With such a pervasive health issue in the United States, our approach to reversing childhood obesity rates cannot be a solely clinical one. In NICHQ’s experience, it takes primary care providers, public health professionals, leaders of community organizations, schools and more working across traditional professional borders to address obesity at the community level collectively and effectively. Here are six crucial steps to get started addressing obesity in your community:
- Form an effective team and make a clear plan. When team members with different perspectives develop common goals, they can be powerful forces for change. Consensus and clarity about how to achieve those goals are critical to the team’s eventual success. Health professionals and clinics can partner with schools, childcare centers, community groups and local leaders to reach more families and have greater impact.

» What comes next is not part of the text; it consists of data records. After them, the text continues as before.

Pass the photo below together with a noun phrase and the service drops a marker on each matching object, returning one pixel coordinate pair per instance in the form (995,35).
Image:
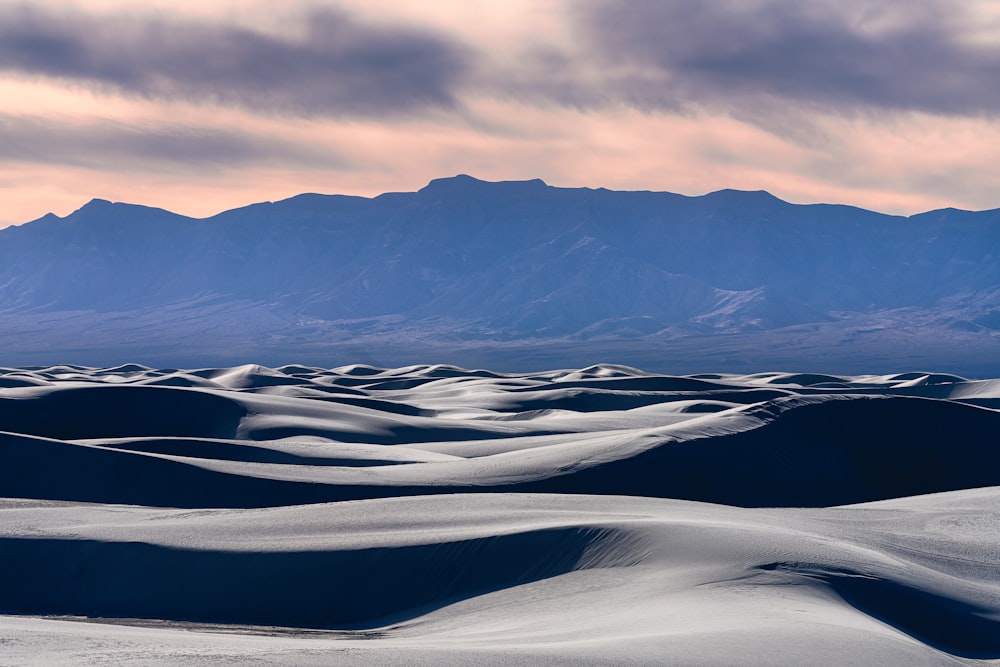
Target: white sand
(430,515)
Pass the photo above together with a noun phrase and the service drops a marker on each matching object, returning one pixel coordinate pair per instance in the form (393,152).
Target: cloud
(332,65)
(116,146)
(757,55)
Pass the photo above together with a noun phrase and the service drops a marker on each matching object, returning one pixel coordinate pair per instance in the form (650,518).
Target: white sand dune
(430,515)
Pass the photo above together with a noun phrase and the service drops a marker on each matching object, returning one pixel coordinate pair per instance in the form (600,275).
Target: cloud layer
(336,65)
(879,103)
(828,55)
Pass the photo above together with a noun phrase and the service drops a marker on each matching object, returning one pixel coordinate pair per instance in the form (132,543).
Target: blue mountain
(500,268)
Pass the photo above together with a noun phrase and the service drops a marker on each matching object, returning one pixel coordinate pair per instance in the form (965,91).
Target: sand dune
(430,514)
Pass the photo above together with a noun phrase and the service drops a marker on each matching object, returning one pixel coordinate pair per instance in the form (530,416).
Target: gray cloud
(749,56)
(336,66)
(114,146)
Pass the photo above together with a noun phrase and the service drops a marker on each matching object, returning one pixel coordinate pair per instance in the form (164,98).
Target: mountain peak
(464,182)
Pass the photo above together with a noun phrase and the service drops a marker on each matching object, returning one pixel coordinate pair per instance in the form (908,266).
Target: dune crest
(432,514)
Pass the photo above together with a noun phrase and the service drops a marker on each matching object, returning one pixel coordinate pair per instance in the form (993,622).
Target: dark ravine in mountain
(506,275)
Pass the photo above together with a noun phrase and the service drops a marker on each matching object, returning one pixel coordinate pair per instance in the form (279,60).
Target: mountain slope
(464,259)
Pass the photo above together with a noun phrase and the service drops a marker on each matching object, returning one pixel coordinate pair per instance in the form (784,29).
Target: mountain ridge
(469,260)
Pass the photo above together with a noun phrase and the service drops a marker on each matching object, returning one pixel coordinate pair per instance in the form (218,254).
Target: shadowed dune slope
(103,436)
(432,515)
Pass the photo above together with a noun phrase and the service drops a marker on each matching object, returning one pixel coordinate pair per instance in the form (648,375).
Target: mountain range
(508,274)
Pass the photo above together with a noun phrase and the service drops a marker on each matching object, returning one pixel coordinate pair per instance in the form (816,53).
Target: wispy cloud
(333,65)
(824,55)
(117,146)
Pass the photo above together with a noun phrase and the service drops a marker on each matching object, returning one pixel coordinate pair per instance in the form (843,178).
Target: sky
(199,107)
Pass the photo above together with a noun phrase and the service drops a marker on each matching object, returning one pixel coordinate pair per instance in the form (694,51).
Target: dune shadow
(351,589)
(955,626)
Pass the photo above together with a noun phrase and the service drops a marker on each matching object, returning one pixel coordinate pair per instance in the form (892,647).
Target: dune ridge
(431,513)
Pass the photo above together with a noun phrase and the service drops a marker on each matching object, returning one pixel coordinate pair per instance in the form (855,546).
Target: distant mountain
(502,267)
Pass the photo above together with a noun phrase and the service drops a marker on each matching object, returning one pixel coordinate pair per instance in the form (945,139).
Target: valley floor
(434,515)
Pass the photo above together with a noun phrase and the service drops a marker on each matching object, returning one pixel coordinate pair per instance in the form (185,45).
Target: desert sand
(438,515)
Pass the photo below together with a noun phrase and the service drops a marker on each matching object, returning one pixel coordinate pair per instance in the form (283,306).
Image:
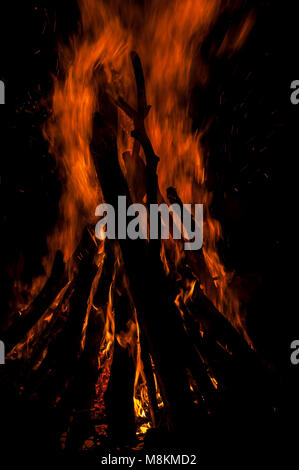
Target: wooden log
(149,287)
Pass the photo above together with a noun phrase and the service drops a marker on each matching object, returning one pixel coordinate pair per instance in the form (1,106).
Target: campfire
(121,338)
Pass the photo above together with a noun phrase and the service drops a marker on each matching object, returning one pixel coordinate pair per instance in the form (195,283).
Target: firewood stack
(175,358)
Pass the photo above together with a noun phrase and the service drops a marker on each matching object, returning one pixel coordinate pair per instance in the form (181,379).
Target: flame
(167,36)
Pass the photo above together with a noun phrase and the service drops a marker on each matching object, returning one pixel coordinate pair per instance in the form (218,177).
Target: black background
(252,172)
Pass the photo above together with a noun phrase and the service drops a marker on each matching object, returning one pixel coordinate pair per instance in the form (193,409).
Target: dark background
(252,164)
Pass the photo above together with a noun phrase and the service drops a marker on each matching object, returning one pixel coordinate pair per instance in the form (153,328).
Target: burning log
(154,317)
(27,318)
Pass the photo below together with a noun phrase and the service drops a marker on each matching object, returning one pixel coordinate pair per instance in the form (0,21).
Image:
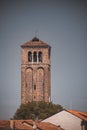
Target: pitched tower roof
(35,42)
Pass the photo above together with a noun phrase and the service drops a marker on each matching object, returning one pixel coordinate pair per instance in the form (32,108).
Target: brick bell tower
(35,71)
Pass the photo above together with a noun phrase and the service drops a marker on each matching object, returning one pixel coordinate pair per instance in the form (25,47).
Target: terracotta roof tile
(81,115)
(27,125)
(35,43)
(4,124)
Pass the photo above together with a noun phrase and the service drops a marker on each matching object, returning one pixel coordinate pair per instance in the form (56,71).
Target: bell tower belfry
(35,71)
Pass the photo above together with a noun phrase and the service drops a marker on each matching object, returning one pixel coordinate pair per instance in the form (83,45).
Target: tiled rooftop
(81,115)
(35,42)
(27,125)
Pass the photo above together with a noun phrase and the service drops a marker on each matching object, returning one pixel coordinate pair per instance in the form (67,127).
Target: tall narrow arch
(29,56)
(35,56)
(40,56)
(29,84)
(40,84)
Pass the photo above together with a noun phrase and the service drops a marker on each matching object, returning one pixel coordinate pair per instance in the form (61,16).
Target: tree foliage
(40,110)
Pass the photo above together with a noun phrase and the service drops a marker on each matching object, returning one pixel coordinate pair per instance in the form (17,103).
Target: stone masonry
(35,71)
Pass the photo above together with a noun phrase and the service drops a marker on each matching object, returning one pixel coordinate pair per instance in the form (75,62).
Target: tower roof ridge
(35,42)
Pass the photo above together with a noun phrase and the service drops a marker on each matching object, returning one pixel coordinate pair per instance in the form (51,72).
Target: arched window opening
(34,87)
(35,57)
(29,56)
(40,57)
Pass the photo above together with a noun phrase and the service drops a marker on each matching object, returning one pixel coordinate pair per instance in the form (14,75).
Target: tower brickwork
(35,71)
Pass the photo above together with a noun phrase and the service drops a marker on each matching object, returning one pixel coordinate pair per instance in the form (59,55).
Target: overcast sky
(60,23)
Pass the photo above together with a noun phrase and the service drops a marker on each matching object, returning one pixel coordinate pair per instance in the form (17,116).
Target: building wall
(35,76)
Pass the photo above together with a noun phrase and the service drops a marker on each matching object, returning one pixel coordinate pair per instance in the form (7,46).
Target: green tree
(40,110)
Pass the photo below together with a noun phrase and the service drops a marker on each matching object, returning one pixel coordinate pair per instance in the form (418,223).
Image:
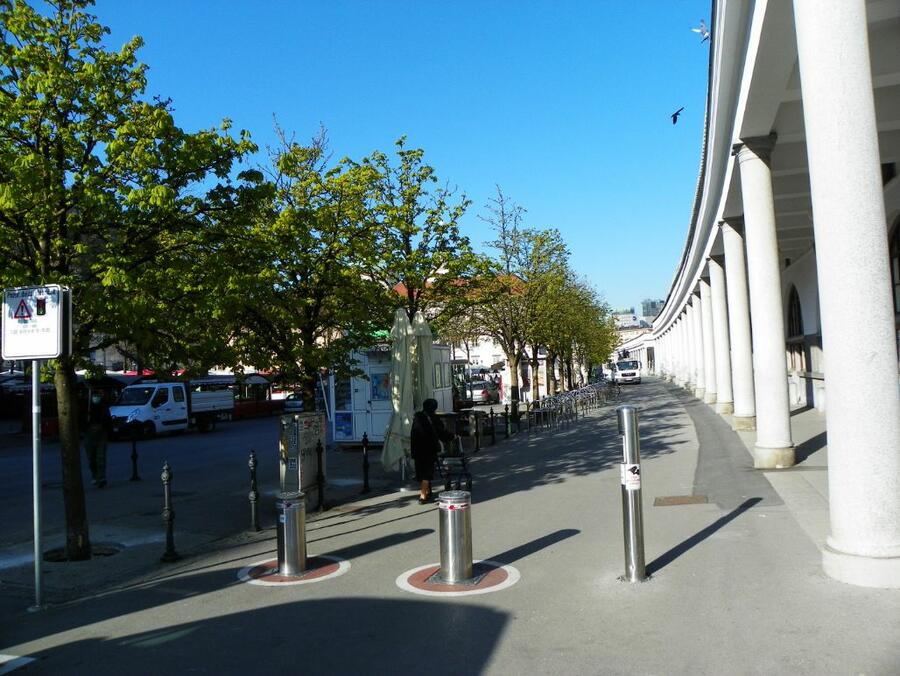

Takeaway: Working together toward shared goals gets results
- Create a consistent message. To cut through the clutter of ads that fill the daily lives of most Americans, messaging needs to be clear, creative, customized and consistent. A consistent message used by typically competitive organizations, such as two hospitals, shows a unified front to the community, as does a consistent message used in schools and community organizations, like YMCAs.
Takeaway: A consistent message can bring communities together
- Develop a system for assessing weight status and health behaviors. Getting an accurate picture of each individual’s weight status is an important ﬁrst step toward conversations about healthy behaviors. Incorporate healthy weight assessments into electronic health records. Work with schools to collect BMI information or consider using a mobile health unit to visit children at schools, teach them about healthy habits and conduct assessments.
Takeaway: Measurement is motivating for individuals and communities
- Deploy a customized healthy weight plan for all individuals. A healthy weight plan is like a road map that helps guide individuals in making good decisions about their health. Schools, healthcare providers, patients and their families can work together to develop a child’s healthy weight plan, which can incorporate activities from community resources and schools.
Takeaway: People respond to personalized plans that address their needs
- Align resources to build the capacity of your community. When primary care, public health and community groups collaborate together, they can more effectively use existing resources and inspire the creation of new ones. Expand upon efforts already underway in the community, such as checking to see if schools have student data systems in place that can also track health data.
Takeaway: Powerful partnerships make things happen, and communities reap the rewards
- Influence policies that enable exercise and healthy eating. Whether it is a bike trail, outdoor play equipment or a farmers market, environments can make healthy habits easier to adopt. Policy changes can ensure these changes are strategic and enduring. Meet with your mayor or town manager to enlist their support and possible city or town resources, and partner with parks and recreation departments for greater community impact. Train parents, educators and school food service employees about healthy eating and exercise and equip them with tools and resources to carry on the message to others.